Love vs. objectification
What the victim doesn’t realize at first is that the narcissist cannot feel love for the target beyond competition, lust and usefulness. The target will have to go through as much abuse as necessary before realizing that they are wasting their precious time, energy and sanity. It is possible to project empathy that you have, onto someone who only pretends to have it. Usually when abuse happens right away, most people will escape. The following tactics have to be done in a particular order to elongate the energy draining that the narcissist exacts on the victim. This draining is about getting that elation of winning while the target gets drained with stress from losing.
The Golden Period
In the beginning the predator has to move cautiously. This is why gathering information is so important to the narcissist. First the narcissist has to be pleasant enough with you so you will tolerate their presence. They try, with trial and error, to find what pleases you and enhance those reactions in you. It is a time when trust is created and the victim gives too much information about themselves that can be used against them later. This early period is called the Golden Period by H.G. Tudor, and it sets up the main motivation for the abused to stay with the abuser. The abused will get addicted and try to recreate this period.
The mask falls off
As the relationship becomes more familiar the effort to remain pleasant starts tiring the narcissist. Remember they are predators. Predators are externally motivated. Predators are only excited by the chase. They must feed or feel bored, and empty. All of us have had that feeling of the treasure hunt, when we go shopping and objectify things into characteristics which are more pleasing or less pleasing. Once we figure out the product and it’s drawbacks, and everything has drawbacks, it has no mystery, and pretty quickly there is some mysterious object somewhere else. The pressure builds to discard the current object, and move onto the next treasure hunt. Out of boredom of maintaining this façade, the narcissist has to start exerting some of that leverage on you to see how far the control can spread.

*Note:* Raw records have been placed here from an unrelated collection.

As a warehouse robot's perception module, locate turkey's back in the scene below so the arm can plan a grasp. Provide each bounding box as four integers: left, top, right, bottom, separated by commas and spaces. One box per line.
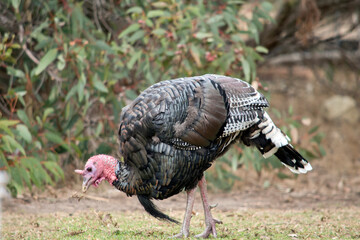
119, 75, 267, 199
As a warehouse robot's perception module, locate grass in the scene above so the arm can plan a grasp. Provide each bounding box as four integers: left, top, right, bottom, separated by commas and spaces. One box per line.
2, 208, 360, 240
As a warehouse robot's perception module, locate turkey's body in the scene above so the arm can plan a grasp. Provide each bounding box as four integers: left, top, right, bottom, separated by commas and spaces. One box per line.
113, 75, 312, 228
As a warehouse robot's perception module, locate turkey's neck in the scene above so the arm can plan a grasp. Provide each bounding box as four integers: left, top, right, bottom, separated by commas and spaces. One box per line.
112, 161, 136, 196
98, 155, 118, 184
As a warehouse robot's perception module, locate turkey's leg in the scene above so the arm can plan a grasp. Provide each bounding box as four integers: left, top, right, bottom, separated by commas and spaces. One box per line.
195, 176, 222, 238
173, 187, 196, 238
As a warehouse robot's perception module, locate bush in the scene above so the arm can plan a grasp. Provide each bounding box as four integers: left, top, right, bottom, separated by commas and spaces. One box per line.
0, 0, 324, 195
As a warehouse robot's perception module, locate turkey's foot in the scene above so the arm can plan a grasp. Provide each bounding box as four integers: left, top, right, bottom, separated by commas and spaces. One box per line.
195, 218, 222, 238
170, 230, 189, 238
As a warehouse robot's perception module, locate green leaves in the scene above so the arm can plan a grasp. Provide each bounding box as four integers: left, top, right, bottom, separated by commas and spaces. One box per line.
34, 48, 58, 75
92, 75, 109, 93
118, 23, 140, 39
16, 124, 32, 143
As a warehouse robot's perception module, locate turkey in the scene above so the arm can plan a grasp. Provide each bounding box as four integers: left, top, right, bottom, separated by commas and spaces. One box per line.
75, 74, 312, 238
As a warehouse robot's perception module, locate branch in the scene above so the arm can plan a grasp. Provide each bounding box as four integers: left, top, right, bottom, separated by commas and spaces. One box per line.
19, 25, 64, 82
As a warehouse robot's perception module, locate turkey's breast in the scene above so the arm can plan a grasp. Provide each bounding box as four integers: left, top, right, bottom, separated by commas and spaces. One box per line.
119, 75, 268, 199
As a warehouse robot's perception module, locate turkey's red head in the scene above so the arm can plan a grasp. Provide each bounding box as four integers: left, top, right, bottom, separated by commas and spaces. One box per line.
75, 155, 117, 192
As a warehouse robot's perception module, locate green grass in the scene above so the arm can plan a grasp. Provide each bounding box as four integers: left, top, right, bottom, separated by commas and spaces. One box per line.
2, 208, 360, 239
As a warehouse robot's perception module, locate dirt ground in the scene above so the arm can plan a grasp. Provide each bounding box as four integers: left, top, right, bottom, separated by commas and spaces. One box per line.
3, 67, 360, 219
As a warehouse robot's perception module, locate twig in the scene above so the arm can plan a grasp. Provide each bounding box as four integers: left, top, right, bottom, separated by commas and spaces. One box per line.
71, 192, 109, 202
19, 25, 64, 82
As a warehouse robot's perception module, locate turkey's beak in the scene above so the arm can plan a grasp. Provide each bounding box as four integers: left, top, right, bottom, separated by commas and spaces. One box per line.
82, 176, 92, 193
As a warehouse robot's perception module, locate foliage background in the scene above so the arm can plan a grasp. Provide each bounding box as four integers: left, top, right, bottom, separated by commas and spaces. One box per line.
0, 0, 330, 196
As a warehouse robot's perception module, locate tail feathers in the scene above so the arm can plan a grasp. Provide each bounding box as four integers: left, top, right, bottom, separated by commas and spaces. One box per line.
275, 144, 312, 174
242, 112, 312, 173
138, 195, 179, 224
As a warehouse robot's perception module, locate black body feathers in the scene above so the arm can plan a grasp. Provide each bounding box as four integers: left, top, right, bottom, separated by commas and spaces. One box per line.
114, 75, 309, 222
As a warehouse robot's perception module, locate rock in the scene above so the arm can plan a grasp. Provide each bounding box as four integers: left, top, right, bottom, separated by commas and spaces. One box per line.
322, 95, 360, 123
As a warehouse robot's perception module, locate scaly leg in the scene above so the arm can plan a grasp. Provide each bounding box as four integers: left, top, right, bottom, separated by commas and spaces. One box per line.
195, 176, 222, 238
173, 187, 196, 238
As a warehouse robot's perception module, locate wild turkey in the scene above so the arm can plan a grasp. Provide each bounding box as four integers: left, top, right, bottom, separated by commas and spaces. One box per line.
76, 74, 312, 238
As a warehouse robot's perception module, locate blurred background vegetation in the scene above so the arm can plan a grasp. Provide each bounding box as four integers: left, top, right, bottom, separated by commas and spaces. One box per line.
0, 0, 360, 196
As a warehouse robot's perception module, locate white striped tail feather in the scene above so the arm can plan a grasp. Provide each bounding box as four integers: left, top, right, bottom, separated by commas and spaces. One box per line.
249, 112, 312, 174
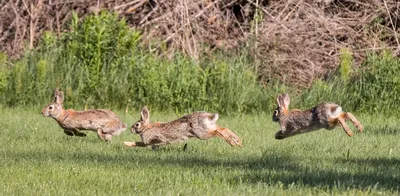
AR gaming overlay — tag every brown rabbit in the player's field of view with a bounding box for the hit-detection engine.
[272,94,363,139]
[42,89,126,141]
[124,106,242,147]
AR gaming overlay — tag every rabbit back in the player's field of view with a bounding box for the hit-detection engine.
[280,102,342,133]
[141,112,218,145]
[62,109,126,135]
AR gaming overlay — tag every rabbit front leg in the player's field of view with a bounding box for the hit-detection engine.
[345,112,363,132]
[337,116,353,137]
[72,129,86,137]
[124,142,148,147]
[216,126,242,146]
[64,129,74,136]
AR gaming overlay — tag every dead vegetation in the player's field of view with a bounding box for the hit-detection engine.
[0,0,400,87]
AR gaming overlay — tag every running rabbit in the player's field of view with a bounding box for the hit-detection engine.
[42,89,126,141]
[272,94,363,139]
[124,106,242,147]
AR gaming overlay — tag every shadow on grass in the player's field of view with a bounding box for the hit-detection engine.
[9,148,400,191]
[365,126,400,135]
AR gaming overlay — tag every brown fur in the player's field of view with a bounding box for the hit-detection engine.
[42,89,126,141]
[272,94,363,139]
[124,106,242,147]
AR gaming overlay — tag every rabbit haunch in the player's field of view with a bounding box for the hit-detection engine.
[42,90,126,141]
[124,107,242,147]
[272,94,363,139]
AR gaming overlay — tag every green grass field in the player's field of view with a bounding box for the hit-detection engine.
[0,108,400,195]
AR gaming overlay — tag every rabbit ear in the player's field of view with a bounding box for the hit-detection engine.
[282,93,290,109]
[54,89,64,104]
[276,94,290,109]
[140,106,150,123]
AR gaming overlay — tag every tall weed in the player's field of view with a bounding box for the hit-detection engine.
[0,12,275,113]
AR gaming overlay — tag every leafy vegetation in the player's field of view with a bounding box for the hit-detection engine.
[0,107,400,195]
[0,12,282,113]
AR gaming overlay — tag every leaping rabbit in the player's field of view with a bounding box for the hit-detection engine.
[272,94,363,139]
[124,106,242,147]
[42,89,126,141]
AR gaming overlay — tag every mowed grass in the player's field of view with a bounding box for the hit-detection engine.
[0,108,400,195]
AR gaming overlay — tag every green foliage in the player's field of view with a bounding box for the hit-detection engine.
[0,107,400,196]
[0,53,10,100]
[339,48,353,82]
[352,52,400,114]
[3,12,277,113]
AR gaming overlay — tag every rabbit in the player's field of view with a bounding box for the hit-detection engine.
[124,106,242,149]
[42,89,127,141]
[272,94,363,139]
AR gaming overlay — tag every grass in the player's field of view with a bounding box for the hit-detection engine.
[0,108,400,195]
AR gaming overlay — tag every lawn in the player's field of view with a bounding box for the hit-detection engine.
[0,107,400,195]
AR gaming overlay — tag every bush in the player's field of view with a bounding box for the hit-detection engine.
[3,12,282,113]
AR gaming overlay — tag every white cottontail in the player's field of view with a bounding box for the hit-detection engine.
[42,89,126,141]
[124,106,242,147]
[272,94,363,139]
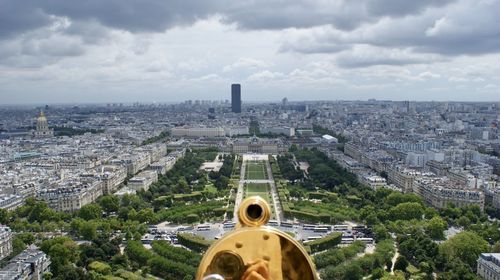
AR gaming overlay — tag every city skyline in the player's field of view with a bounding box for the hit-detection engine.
[0,0,500,104]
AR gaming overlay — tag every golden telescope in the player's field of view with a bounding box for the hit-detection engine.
[196,196,318,280]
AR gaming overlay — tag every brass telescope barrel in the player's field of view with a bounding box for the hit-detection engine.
[196,196,318,280]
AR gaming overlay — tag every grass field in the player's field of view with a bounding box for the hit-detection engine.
[244,183,274,217]
[245,161,267,180]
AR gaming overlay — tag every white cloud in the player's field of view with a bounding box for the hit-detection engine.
[222,57,270,72]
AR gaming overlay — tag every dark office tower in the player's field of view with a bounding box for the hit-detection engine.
[231,84,241,113]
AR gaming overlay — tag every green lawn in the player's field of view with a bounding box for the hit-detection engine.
[247,183,269,193]
[245,161,267,180]
[244,183,274,217]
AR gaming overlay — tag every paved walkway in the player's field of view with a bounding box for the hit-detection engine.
[233,158,247,222]
[266,160,283,224]
[233,155,283,223]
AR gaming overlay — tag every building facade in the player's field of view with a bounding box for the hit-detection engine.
[0,225,12,260]
[0,245,50,280]
[477,253,500,280]
[231,84,241,114]
[31,111,54,138]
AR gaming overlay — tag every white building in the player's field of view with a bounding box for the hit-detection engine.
[38,181,102,212]
[99,165,127,194]
[0,225,12,260]
[0,245,50,280]
[127,170,158,191]
[171,127,226,137]
[477,253,500,280]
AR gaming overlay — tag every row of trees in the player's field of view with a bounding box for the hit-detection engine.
[277,153,304,183]
[288,147,500,279]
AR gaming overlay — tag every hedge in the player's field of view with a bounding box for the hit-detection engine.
[307,232,342,253]
[177,232,212,253]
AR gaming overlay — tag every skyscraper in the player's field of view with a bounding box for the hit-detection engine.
[231,84,241,113]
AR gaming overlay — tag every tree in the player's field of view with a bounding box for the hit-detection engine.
[78,203,102,221]
[0,208,10,225]
[389,202,424,220]
[373,224,391,241]
[80,221,97,241]
[439,231,489,271]
[99,195,120,213]
[425,216,448,240]
[394,256,409,272]
[371,267,385,279]
[492,242,500,253]
[342,263,363,280]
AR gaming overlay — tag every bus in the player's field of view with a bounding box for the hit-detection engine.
[222,222,236,228]
[196,225,210,231]
[302,224,316,230]
[305,235,323,242]
[281,222,293,227]
[267,220,278,227]
[356,237,373,244]
[333,225,349,231]
[314,226,332,232]
[340,237,354,244]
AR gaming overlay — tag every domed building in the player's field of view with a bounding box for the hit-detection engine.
[31,111,54,138]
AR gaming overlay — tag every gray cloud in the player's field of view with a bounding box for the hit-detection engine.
[0,0,460,39]
[335,45,443,68]
[0,0,50,39]
[282,0,500,56]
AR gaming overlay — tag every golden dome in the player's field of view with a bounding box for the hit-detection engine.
[37,111,47,122]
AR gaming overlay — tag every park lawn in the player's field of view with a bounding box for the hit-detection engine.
[245,161,267,180]
[246,183,269,193]
[245,183,274,219]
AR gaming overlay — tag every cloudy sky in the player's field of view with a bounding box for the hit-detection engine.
[0,0,500,104]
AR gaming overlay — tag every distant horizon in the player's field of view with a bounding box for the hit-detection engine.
[0,98,500,108]
[0,0,500,104]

Return to the golden period
As the narcissist starts seeing any rebellion, there are some returns to that early period of pleasure to calm the victim, and remind the victim of The Golden Period. It’s a period of conditioning that mimics the results often seen in gambling addictions, where victims or addicts keep trying to recreate that version of the golden period. All this is manufactured to erase the self as Jackson Mackenzie describes in Psychopath Free. Just like the result of the parenting that lacked mirroring of the true self, the victim is slowly losing interest in their own hobbies, likes, and pursuits. Goals become exclusively related to the narcissist’s needs, which is what they want. The golden period is used to keep the victim dangling for months and years while their standards are progressively lowered. This is why a lot of victims don’t leave right away. When the victim heals and accuses the abuser, abusers will often say things like “why did you stay so long?” This is why. The victim is unconsciously trying to recreate the golden period, but instead their standards are lowered because the victim forgets about his or her own needs. This golden period doesn’t have to be love making. You can see this tactic used a lot in the workplace. It could be a boss that dangles a carrot of a promotion that never happens, or an employee that was treated with pleasant attention in the beginning, then being replaced by a new employee who becomes the new pet.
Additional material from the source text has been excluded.